Designer David Netto Cherishes This Wood Screen That Looks Like "a Piece of History"

Photo credit: Rozette Rago
Photo credit: Rozette Rago

The last piece you think a room needs is often the very first one you should purchase. Interior design David Netto believes so, at least. “Sometimes to get into character, you need to buy the weirdest thing that you don’t need and then defend it. Because you know there’s going to be a sofa, there’s going to be a pair of lamps—all of that will fall into place. But you get one chance to buy something unique with that sort of poetry to it. And then you’ve got to jump,” he says.

We tasked Netto and his keen eye for unique, leap-worthy furnishings to spotlight a new product that he deems heirloom-worthy—and why it's deserving of being passed down from one generation to the next. His answer? Decorative artisan Mike Diaz’s 6 Panel Pombal Linen Folding Screen from Los Angeles furniture gallery Blackman Cruz. “If you ever want to find an heirloom, that’s the best place to start," says Netto. “I also love screens because they’re not necessary. They’re very effective in an interior, but it’s the last thing that somebody not using a decorator might think that they need.” For more on this masterful piece deemed an instant heirloom, read on.

What drew you to this piece?

“Mike Diaz is, I think, a unique genius because he’s making furniture from the past as if it was from the future. He’s in love with the Mexican Baroque, and he makes it as if it's imagined by a movie set designer in the 1930s. It’s furniture that looks like the past, but it actually hasn’t happened yet. The way he makes it endowed with patina is to use very old timbers. The screen is a great example where you can see the wood, and you can see that it’s old. The raw lumber aspect of what he does is the beginning of how gutsy his pieces are,” says Netto.

Why do you think it has staying power?

“All of Mike’s work has staying power because it’s not of any particular time. It looks like it’s a piece of history. I think it’s very exciting when someone’s obviously got the intelligence of knowing the past on their side and sort of informing their work,” Netto says. “I also think plain wood goes with everything. This could go in a country house or a city house—it’s not hard to like it.”

Does it inspire new storytelling in its form or artistic details?

“Anytime you put a piece by Mike Diaz in a room, it’s going to dominate the story. It’s very hard to imagine something having more narrative power and theater on its side. Being a screen, it’s already got sort of this whimsy of being the unnecessary thing but the most compelling thing. The carving is robust. You sort of see what you want to see when you see it. You can imagine it an antique or this weird thing that could only have been made now. I think the whole story of the room is sort of locked up in there,” he says.
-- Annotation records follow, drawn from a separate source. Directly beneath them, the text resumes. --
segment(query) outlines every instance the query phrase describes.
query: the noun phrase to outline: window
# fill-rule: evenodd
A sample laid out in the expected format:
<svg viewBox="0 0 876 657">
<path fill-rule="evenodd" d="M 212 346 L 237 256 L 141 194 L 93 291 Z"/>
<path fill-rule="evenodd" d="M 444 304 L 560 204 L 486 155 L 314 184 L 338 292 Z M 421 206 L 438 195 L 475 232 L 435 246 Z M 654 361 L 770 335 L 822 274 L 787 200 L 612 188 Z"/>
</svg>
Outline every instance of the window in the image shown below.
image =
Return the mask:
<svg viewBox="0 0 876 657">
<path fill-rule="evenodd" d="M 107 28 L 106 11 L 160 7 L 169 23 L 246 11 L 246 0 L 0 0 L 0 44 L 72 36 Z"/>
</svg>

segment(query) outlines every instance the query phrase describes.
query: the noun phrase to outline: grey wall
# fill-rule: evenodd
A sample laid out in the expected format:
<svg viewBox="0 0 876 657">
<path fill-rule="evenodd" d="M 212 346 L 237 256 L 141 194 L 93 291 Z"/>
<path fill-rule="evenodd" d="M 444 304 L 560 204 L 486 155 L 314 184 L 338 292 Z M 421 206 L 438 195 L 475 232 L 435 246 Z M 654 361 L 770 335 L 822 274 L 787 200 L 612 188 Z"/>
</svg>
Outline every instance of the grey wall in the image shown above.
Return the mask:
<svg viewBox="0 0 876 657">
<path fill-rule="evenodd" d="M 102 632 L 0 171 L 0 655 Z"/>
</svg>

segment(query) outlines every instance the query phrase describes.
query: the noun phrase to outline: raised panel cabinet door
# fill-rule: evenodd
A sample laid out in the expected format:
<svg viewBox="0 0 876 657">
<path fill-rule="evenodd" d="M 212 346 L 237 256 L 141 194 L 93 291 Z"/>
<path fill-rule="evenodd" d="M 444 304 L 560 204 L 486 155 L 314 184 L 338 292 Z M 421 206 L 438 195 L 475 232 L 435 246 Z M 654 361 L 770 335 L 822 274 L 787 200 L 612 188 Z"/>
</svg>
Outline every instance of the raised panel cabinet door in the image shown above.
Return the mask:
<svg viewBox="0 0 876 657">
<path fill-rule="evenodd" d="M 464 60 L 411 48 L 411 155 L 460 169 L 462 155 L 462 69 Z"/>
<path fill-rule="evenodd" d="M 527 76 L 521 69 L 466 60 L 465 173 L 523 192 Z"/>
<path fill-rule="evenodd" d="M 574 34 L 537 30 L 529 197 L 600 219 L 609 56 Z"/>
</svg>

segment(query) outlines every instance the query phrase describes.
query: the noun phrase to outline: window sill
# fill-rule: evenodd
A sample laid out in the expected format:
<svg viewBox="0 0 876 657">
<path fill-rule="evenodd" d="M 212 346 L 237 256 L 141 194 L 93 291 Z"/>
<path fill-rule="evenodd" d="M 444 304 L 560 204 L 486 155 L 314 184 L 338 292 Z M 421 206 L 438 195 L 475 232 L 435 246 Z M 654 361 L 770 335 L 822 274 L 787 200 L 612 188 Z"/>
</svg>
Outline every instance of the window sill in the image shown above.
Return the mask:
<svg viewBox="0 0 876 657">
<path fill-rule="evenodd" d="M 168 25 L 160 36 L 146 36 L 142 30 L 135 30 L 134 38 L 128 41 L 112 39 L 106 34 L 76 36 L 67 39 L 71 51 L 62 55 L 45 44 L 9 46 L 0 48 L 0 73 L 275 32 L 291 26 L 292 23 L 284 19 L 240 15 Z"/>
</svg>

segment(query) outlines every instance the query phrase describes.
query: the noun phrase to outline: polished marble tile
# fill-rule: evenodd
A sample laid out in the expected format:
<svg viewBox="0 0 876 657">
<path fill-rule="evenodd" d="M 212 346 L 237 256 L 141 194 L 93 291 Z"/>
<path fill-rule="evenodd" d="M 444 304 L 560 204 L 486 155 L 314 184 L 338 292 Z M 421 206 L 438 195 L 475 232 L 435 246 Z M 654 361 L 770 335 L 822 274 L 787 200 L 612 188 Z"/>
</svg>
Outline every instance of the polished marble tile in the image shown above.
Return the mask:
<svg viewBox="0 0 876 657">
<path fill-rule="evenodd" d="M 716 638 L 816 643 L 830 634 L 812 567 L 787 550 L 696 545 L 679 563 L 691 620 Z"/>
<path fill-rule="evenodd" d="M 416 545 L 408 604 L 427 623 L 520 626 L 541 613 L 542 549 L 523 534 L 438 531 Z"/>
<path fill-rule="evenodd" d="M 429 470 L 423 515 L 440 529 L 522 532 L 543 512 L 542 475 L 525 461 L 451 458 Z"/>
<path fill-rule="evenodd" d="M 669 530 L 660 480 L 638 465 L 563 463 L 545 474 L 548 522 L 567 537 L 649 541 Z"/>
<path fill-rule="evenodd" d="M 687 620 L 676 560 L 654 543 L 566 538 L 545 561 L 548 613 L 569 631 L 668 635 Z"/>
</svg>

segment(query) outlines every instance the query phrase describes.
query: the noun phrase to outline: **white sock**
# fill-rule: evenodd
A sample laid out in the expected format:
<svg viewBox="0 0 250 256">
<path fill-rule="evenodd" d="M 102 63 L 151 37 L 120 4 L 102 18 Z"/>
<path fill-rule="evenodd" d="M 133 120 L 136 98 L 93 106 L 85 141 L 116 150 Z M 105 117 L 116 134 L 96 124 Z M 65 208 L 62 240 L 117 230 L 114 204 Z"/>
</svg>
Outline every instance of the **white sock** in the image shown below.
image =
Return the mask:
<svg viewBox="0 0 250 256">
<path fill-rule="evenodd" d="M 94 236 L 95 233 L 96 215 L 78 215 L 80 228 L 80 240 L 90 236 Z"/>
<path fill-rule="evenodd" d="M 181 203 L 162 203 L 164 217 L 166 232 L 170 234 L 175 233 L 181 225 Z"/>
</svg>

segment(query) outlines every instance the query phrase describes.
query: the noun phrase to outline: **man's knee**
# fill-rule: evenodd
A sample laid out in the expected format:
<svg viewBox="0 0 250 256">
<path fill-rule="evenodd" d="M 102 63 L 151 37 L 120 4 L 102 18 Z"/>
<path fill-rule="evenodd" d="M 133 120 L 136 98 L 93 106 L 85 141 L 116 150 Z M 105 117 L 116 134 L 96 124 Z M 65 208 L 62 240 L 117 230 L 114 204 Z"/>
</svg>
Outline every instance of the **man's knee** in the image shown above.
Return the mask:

“Like all decorating, it’s not about one object—it’s about the three things you put it next to. Next to a B&B Italia chrome bed, it’ll behave a certain way. The storytelling capabilities are not about just the object but about the thing you put it next to,” adds Netto.

How would you envision using this piece in a room?

“I would make it the star," Netto says. “Modern architecture is sometimes irregular. A screen can make a graceful transition between the place where you eat and the sitting room. A screen can go in any corner and soften it. You can uplight it and put a tree in front of it, so that makes an event out of a corner. And a screen can go behind a bed as a kind of amplified headboard,” he says.

Are there any designers of the past that seem like kindred spirits to this piece?

“Michael Taylor would love everything Mike Diaz does. Taylor loved guts and scale, and he loved finding new ways to use the past of the West. His California decorating from the 1960s and 1970s used a lot of 18th-century provincial furniture—not fancy, but farmhouse stuff that still had the curves and the scale,” says Netto. “Syrie Maugham or Dorothy Draper would love it, because in the 1930s they weren’t afraid of anything.”